You may notice that the National Correct Coding Initiative bundles lysis of adhesions into many other codes - especially when the adhesions are in the area where the ob-gyn provides the surgery. "Basically, it's assumed you're lysing adhesions in order to prepare the operative field for the actual operation," Stuber says.
With lysis being bundled into so many procedures, and noting that NCCI usually does not permit the use of modifier -59 (Distinct procedural service) to bypass the edit, your best bet for separate reimbursement is sending in documentation of the procedure and appending modifier -22 (Unusual procedural services) to the primary surgery code.
Strategy: "Search for clarification from the op note or a discussion with the surgeon," Stuber says.
Example: If your ob-gyn does a hysterectomy, you'll have to choose between codes for total abdominal hysterectomy (TAH), lower abdominal vaginal hysterectomy (LAVH), or a vaginal hysterectomy.

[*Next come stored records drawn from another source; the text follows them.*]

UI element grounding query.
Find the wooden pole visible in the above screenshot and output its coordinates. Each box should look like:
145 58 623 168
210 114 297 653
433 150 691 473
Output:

These codes each have different relative values assigned to them, Stilley says.
Correction:
In the May 2005 Ob-gyn Coding Alert, in the article titled "5 Tips Help Navigate the Multiple Procedure Maze" on page 37, Peggy Stilley, CPC, office manager for Women's Healthcare Specialists, an Oklahoma University-based private ob-gyn practice in Tulsa, is quoted as saying: If your ob-gyn does a hysterectomy, you'll have to choose between codes for total abdominal hysterectomy (TAH), lower abdominal vaginal hysterectomy (LAVH), or a vaginal hysterectomy. These codes each have different relative values assigned to them.
This was a misprint. Stilley made reference to LAVH as a laparoscopic assisted vaginal hysterectomy.